The research team conducted global surveys, which found that the increased root activity has depleted the carbon stock in soils, counteracting what was seen as an increase due to increased plant growth, according to IU.

Simultaneously, the removal of carbon dioxide from the atmosphere that was observed as a result of increased plant growth may be partially offset by the increase in soil activity, particularly the rapid decomposition .

This effect was primarily found in temperate North America, Western Europe, Southeast Asia and Southern Africa.

Boreal North America, Siberia and tropical South America saw the largest gains in carbon content in the soil.

All of these factors are dependent upon the type of vegetation present, the climate and the makeup of the soil.

Simulations were projected for 30 years, according to the University.

In cold temperatures, particularly high altitude areas, decomposition is limited. In these areas, it was found that activity in the rhizosphere stimulated the trapping of carbon in soil.

In regions such as tropical South America, the high clay content in the soil locked carbon particles onto minerals, thus keeping them from decomposing.

However, in these same areas, rapid decomposition caused by warm temperatures and high levels of moisture slowed the accumulation of decomposable organic matter.

Before this research, the modeling tool was unable to account for the microbial activity resulting from increased plant growth.

The new modeling system, called Carbon, Organisms, Rhizosphere and Protection in the Soil Environment, or CORPSE, will allow researchers to more accurately predict the global carbon cycle.

“This model will allow critical plant-soil interaction processes to be included in future climate assessments,” Phillips said in the release. “To not consider how microbes influence soil carbon in offsetting ways, promoting losses through enhanced decomposition but gains by protecting soil carbon, would lead to overestimates or underestimates of the role soils play in influencing global climate.”

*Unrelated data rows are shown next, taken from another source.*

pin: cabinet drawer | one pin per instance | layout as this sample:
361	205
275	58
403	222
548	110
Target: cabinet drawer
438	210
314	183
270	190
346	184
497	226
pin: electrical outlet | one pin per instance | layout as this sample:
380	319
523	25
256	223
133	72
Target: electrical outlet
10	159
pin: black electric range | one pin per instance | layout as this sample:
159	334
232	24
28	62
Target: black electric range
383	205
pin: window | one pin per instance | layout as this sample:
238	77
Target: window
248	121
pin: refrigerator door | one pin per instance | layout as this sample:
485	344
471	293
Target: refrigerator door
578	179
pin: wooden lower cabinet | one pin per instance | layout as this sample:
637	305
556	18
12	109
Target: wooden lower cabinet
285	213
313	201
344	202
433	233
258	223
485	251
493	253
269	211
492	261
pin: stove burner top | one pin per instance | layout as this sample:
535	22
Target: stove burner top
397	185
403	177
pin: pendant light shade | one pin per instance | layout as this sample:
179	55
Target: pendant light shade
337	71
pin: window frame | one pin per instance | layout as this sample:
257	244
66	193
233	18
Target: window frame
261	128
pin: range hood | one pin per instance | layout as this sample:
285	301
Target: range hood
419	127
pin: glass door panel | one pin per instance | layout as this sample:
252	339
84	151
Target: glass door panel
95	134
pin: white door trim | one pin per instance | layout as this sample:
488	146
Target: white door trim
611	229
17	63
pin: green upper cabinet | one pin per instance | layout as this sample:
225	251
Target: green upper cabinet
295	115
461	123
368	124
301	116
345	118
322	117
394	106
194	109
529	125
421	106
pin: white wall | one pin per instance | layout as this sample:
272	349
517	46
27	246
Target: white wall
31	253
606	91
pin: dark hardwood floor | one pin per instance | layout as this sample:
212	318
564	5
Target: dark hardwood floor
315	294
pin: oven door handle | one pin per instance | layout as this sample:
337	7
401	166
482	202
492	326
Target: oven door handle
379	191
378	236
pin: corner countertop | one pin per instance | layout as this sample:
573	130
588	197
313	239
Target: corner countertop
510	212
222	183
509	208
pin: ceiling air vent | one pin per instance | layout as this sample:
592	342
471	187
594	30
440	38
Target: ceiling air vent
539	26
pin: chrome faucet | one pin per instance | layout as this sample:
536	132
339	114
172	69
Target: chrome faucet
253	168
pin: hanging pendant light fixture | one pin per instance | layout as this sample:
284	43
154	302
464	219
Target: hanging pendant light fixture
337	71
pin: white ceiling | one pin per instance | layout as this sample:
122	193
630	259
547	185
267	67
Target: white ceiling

The model is already being used in the next generation of the global land model, which the National Oceanographic and Atmospheric Administration’s Geophysical Fluid Dynamics Laboratory uses for climate simulations.

The research was funded by the U.S. Department of Commerce, the U.S. Department of Agriculture’s SFRI Program, BP and Princeton University, according to the release.

The Gaea supercomputer of the National Climate-Computing Research Center at Oak Ridge National Laboratory was used for the global simulations with the support of NOAA’s Geophysical Fluid Dynamics Laboratory.

Team members apart from Phillips and Sulman included Christopher Oishi of the U.S. Forest Service and Elena Shevliakova and Stephen W. Pacala of Princeton University.

“These experiments will enable us to further test and refine the underlying processes in the CORPSE model and should lead to improved predictions of the role of plant-soil interactions in global climate change,” Sulman said.